As another example … The idea of covenantal solidarity that we find communicated in Reformed understandings of Baptism found its way into our Constitution when the Founders wrote they were seeking to,

“secure the blessings of liberty to ourselves and our posterity,”

This is a very Reformed and covenantal way of thinking.

And so the Church has become silent and in becoming silent a vacuum has been created so that other worldviews have achieved a cultural hegemony that would never have been possible in cultures that were epistemologically and self consciously Reformational.

Where the Reformation once called for social heirarchy, the Church has now retreated and  so soul killing egalitarianism is all the rage. Where Reformation thinking called for a social order with Limited Governments, the modern Church has retreated and so no tocsin is sounded warning about the rise of Tyrants and Usurpers.

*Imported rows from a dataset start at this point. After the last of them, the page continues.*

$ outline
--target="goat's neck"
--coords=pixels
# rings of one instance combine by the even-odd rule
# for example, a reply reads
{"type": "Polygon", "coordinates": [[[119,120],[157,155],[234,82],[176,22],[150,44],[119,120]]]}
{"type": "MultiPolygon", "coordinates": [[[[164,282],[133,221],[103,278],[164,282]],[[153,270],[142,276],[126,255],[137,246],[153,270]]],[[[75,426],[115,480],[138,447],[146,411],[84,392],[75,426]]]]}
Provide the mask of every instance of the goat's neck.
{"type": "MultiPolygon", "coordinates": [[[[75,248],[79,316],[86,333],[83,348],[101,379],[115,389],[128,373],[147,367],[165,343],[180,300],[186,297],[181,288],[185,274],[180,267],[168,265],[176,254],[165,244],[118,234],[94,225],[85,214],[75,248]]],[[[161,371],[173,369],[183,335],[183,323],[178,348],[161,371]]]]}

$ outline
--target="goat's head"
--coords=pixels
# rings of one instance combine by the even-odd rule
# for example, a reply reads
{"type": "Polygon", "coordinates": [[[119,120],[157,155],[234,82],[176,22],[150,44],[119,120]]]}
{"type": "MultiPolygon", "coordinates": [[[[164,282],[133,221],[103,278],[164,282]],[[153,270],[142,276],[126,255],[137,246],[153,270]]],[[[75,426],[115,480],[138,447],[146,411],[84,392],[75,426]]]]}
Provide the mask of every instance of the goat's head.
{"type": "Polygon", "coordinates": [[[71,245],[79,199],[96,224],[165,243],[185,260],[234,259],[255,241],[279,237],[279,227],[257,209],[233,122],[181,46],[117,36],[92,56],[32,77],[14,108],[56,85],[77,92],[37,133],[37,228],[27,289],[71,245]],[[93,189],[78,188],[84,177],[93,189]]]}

Where the Reformation talked about the effects of man’s original sin, the modern Church has retreated and no word is spoken of how original sin manifests itself in our political, educational, aesthetic or economic programs.

In the name of saving souls the Church has become silent about doing all that is done Sola Dei Gloria. As a consequence, we have lost our social order and it is now informed and shaped by pagan religions with the effect that the Church can in no way compete with an alien messaging that is being drummed into people 24-7. Further, because Christianity has surrendered the social order people are now shaped by that social order and bring that shaping into the Church with them with the result that Christianity ends up being reinterpreted in a pagan direction.

We should not be surprised that the Church, with a Reformational message, is largely seen, by a now alien culture, as being hateful, mean, and not nice. We should not be surprised that the Church that does not carry a Reformation message are seen as the haunts of the Simpson’s Rev. Lovejoys of the world.

And God’s people love it so.

What other examples besides the few we already communicated demonstrate this Reformation desire to do all that was done to the glory of God get in and create our social order?

We could talk of checks and balances in Government. We could speak of limited and diffuse Government. We could speak of ordered liberty. We could speak of the Protestant work ethic. We could speak of the idea of male and female roles. We could speak of how the Reformation affected views of Art in the West. We could speak of the formation of a vast network of volunteer societies that sought to ameliorate the hardships of the indigent and the poor. We could speak of adoption agencies and orphanages. We could speak of the pressing need for schools and education so as to teach children to think God’s thoughts after Him. We could speak of the valuing of human life that informed our Doctors and nurses for generations. We could speak of the Trustee family and how it informed generations of family life in the West.

Some of this existed before the rise of the Reformation but all of it was reinvigorated by the Reformation and all of it and a host of other unmentioned issues worked to form a Reformed culture that existed in order to do all that was done to the glory of God.

But now we are told, even by many of the Church, that all this must be shoved aside. It is whispered that all of this is the result of cultural bigotry…. white privilege … institutional racism even. Many in the Church are insisting that this concern about the Reformation in terms of how it leaves a decided stamp on cultures and social orders is something that the Church need not be concerned with.

But as for me and my house, it remains sola deo gloria whether we eat or drink … in word or deed, in every area of life.